Data-Intensive Scalable Computing (DISC)

CSE 291SAMPLE Homework #3

Spring 2016 (Kesden)

Data-Intensive Scalable Computing (DISC)

How would it impact Hadoop’s performance if it were to be implemented over AFS instead of HDFS? Why?

The output of a Mapper is written into the local filesystem instead of the global filesystem. Why?Your answer should explain both why writing into the global file system would be undesirable aswell as why it would be of minimal benefit.

Why does Hadoop sort records en route to a Reducer? How would it affect things if these records were processed by the Reducer in the order in which they were received from the various Mappers?

How is the failure of a Mapper or Reduce managed?

Processor Allocation and Migration

If processor allocation is optimal, is it possible that migration will subsequently improve system performance? If not, why not? If so, how?

Why are periodic broadcast advertisements often considered to be a poor way of communicating information about resource availability? What is the risk?

Please explain two commonly used alternatives to the advertisements mentioned above and the relative costs and benefits.

Distributed File Systems

In class we observed that AFS and NFS manage consistency differently. AFS issues callbacks upon updates. NFS validates the client cache periodically.

(a)Do either of these mechanisms eliminate the window of vulnerability? If so, how? If not, is possible to eliminate the window of vulnerability? Why or why not?

(b)Which mechanism will result in less network traffic in the event that many dozens of clients have the same file open for high-frequency random-access reads?

Consider Coda’s whole-file semantics, including the behavior of open() and close as well as of caching.

(a)How does it enable disconnect and weakly connected operation, e.g. use of the file system even when network connectivity is poor or non-existent?

(b)In what ways does it limit file system performance and capability?

Design: Special Purpose Distributed File Systems

Consider the design of a distributed file system for light-weight mobile devices, especially smart phones, such as common iPhone, BlackBerry, Android, and Windows Mobile devices.
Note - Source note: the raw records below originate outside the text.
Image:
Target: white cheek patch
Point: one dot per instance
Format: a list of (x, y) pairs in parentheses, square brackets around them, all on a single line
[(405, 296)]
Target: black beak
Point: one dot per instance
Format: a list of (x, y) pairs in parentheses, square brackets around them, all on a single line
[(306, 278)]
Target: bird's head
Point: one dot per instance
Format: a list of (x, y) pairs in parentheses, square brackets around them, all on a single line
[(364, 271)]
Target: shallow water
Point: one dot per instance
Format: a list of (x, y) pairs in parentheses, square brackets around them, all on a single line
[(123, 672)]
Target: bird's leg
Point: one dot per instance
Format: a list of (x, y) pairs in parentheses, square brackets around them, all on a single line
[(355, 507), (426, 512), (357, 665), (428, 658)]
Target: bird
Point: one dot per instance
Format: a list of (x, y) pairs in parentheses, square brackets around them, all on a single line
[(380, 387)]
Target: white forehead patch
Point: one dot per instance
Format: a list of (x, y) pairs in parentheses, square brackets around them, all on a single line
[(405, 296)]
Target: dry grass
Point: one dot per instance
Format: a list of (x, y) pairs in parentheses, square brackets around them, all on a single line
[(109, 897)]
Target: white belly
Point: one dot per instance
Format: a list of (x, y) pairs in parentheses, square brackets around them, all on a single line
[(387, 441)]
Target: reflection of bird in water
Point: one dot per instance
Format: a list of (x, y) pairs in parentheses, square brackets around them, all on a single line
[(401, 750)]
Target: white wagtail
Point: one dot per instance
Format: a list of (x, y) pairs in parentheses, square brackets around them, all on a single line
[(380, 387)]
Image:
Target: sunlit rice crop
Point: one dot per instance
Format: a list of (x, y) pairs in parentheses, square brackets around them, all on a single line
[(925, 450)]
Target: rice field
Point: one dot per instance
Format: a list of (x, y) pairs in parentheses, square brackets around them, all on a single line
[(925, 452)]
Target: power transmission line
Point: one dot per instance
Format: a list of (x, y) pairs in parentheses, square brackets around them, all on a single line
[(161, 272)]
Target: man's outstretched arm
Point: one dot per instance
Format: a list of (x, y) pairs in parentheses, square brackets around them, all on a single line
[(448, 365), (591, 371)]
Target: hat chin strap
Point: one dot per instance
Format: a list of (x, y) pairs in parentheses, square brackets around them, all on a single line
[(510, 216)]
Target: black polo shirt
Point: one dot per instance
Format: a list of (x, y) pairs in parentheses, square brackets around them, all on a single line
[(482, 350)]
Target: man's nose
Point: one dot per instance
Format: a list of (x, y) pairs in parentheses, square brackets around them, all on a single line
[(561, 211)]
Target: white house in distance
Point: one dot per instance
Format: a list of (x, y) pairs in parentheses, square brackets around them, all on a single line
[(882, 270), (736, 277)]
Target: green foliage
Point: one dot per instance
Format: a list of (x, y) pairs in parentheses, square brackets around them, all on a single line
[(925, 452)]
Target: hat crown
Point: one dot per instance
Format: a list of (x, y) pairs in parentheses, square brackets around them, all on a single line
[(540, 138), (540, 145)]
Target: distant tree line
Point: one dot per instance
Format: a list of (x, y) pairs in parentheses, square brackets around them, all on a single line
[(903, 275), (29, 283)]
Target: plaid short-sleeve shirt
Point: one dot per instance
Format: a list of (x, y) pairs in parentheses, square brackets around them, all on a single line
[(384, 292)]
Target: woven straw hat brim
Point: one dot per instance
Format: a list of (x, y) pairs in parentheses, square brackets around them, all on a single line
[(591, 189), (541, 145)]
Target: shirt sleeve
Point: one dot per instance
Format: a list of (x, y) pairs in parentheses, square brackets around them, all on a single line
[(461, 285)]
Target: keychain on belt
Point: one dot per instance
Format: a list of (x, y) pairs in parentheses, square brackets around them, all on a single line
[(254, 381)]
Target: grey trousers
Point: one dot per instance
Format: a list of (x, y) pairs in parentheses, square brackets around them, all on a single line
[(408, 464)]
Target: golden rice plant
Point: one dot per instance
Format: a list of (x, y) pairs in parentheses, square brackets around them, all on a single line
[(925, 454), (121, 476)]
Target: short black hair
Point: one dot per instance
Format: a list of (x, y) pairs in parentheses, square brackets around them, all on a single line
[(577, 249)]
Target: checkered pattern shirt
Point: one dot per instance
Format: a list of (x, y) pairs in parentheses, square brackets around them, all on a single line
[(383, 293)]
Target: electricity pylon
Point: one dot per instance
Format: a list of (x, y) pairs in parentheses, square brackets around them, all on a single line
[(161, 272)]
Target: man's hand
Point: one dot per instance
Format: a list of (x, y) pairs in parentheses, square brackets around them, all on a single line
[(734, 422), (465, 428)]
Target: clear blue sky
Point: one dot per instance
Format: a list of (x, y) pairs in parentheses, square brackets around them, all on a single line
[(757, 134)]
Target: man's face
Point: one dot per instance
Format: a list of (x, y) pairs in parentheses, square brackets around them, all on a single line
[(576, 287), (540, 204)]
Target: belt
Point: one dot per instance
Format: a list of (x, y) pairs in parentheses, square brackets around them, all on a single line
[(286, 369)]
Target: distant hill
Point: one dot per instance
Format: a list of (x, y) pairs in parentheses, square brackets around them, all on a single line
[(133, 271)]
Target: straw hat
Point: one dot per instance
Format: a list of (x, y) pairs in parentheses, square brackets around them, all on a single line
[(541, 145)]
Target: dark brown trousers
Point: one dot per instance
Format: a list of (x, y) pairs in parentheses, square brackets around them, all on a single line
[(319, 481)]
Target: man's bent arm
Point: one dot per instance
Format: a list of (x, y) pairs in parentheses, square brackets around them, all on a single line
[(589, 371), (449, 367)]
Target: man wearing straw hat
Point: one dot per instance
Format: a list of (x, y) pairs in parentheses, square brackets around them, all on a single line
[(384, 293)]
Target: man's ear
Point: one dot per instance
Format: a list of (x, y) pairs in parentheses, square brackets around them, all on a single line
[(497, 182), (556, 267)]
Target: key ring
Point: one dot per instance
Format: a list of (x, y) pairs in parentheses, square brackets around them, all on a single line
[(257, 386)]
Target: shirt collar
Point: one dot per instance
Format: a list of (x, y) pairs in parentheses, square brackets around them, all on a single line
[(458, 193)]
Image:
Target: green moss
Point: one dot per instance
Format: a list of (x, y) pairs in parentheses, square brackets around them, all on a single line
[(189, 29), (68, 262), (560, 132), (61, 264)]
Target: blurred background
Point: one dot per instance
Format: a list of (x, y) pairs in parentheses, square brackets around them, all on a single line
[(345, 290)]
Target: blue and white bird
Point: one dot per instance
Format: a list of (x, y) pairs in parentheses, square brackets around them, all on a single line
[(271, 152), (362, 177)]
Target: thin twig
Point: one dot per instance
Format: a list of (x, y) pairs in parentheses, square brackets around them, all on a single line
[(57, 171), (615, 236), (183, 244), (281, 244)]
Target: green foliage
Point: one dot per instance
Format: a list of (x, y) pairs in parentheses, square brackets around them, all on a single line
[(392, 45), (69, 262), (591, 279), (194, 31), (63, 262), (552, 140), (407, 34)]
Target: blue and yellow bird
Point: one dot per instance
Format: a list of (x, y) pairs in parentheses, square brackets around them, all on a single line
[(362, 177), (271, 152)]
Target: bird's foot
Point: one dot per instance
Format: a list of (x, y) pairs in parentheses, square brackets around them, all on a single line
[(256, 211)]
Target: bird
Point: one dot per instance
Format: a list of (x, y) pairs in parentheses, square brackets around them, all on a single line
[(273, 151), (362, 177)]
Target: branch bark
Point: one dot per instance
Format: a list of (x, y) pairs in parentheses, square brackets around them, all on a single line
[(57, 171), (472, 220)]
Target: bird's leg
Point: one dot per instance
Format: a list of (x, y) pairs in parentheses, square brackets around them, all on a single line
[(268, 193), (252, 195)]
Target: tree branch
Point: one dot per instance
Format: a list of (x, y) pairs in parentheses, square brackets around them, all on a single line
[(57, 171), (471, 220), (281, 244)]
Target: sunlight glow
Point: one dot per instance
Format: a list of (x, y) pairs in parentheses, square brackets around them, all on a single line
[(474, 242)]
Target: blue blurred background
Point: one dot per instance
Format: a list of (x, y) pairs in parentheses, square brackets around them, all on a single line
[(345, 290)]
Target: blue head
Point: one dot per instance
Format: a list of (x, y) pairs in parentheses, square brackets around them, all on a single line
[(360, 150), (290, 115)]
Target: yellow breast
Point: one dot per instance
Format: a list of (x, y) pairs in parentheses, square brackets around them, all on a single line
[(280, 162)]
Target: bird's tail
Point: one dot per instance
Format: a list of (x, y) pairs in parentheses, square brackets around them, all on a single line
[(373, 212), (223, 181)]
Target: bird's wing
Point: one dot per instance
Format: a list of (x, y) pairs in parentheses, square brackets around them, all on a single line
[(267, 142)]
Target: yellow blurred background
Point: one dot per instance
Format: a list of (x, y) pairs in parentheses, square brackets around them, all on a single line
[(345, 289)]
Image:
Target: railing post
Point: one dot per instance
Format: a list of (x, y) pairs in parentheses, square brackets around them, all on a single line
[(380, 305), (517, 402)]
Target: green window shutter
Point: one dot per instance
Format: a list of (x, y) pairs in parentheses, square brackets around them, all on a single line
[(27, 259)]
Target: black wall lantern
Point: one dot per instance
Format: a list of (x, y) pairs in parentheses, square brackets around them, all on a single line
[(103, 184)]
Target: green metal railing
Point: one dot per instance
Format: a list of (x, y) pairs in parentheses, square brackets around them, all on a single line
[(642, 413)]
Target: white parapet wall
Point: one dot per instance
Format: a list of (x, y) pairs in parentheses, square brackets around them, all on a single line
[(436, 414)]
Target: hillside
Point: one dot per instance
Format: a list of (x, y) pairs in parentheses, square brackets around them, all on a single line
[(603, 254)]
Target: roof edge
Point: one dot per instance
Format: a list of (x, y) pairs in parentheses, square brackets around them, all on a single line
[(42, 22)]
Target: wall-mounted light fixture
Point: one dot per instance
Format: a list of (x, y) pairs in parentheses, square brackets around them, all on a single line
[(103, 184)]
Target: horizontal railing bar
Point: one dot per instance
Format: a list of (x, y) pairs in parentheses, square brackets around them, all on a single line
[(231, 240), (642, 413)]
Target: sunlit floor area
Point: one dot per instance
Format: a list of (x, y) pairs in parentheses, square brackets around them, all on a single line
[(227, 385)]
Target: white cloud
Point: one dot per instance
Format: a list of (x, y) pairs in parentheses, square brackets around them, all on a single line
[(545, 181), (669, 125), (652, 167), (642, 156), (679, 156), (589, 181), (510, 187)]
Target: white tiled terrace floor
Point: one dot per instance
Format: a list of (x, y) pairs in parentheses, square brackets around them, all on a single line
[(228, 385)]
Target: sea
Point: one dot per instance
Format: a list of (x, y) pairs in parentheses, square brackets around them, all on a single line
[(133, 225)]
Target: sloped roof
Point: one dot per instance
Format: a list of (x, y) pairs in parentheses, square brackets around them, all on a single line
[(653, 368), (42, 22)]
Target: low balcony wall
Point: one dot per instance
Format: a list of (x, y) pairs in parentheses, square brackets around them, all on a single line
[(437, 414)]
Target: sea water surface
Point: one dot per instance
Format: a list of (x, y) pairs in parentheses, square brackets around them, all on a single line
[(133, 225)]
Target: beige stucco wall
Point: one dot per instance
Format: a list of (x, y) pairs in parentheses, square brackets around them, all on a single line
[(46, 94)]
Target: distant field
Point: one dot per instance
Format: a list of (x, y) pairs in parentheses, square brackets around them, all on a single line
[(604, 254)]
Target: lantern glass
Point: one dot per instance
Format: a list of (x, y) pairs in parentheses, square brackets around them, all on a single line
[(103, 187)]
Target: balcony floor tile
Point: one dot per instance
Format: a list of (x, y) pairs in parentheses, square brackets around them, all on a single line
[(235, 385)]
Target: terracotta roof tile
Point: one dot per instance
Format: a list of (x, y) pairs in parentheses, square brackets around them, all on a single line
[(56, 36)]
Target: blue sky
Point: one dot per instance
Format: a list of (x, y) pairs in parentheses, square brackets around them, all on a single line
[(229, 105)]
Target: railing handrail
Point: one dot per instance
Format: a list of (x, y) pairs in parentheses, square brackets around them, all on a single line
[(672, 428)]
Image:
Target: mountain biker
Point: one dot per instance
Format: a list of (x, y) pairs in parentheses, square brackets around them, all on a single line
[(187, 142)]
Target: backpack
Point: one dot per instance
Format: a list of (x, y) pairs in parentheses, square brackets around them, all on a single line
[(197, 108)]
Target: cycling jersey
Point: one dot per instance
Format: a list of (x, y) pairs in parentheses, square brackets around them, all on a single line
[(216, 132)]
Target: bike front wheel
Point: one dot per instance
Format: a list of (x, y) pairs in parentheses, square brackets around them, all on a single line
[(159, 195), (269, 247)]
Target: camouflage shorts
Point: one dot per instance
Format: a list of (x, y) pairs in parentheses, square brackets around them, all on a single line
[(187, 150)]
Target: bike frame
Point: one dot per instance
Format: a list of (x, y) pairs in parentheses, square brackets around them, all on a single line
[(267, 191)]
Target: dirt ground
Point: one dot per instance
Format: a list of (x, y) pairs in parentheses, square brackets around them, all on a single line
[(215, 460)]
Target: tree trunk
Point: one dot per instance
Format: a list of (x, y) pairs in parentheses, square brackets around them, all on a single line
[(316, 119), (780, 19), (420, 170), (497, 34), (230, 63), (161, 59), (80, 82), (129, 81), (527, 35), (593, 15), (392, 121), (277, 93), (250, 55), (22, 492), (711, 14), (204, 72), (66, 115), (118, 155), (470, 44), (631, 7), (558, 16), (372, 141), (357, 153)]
The file system should be robust without involving any off-line backups, e.g. tape.
It should view the device’s storage as a cache for the actual data, but not necessarily the primary copy.
It should assume a workload similar to what we see with these devices now, e.g. notes, calendars, photos
It should support user data, not necessarily user programs
It should facilitate the migration from one device to another and the use of the data on at least one host computer
User data should stay private to that user, but should be very quick to access, especially from the device, itself.

Assume the following properties ofthe systems:

Files are generally “small”, e.g. text messages, notes, short documents, and cellphone photos, but not long hi-res videos, databases, etc.
Latency is very high, e.g. 500mS
Bandwidth is modest, but not terrible for downloads, e.g. 1Mbps
Bandwidth for uploads can be outright bad, e.g. 0.20 Mbps
Although the data can be changed from multiple hosts, it will not be accessed concurrently, since there is only one user.
The storage on the each of the mobile device and host are large relative to the user’s mobile needs
Files access generally requires the whole file, rather than random access to only some part of it.
Off-device storage is “Free”
The wired Internet is “Fast and wide”

(a)What are the most important challenges presented by these requirements?

(b)Please describe the architecture of your solution, include especially descriptions of caching, replication, checkpointing, and the protection of privacy.

Security

Consider Onion Routing and the case of a compromised router. In this worst case, will it know the source of the message, the destination of the message, both? Why?

Consider Onion Routing, why is the path chosen in advance by an agent of the client, rather than the network hop-by-hop?

Kerberos enables a client to communicate credentials to a server. What guarantees that the server will be able to trust these credentials?

Kerberos uses symmetric/secret keycryptogrophy, rather than asymmetric/public keycryptopgraphy. Why?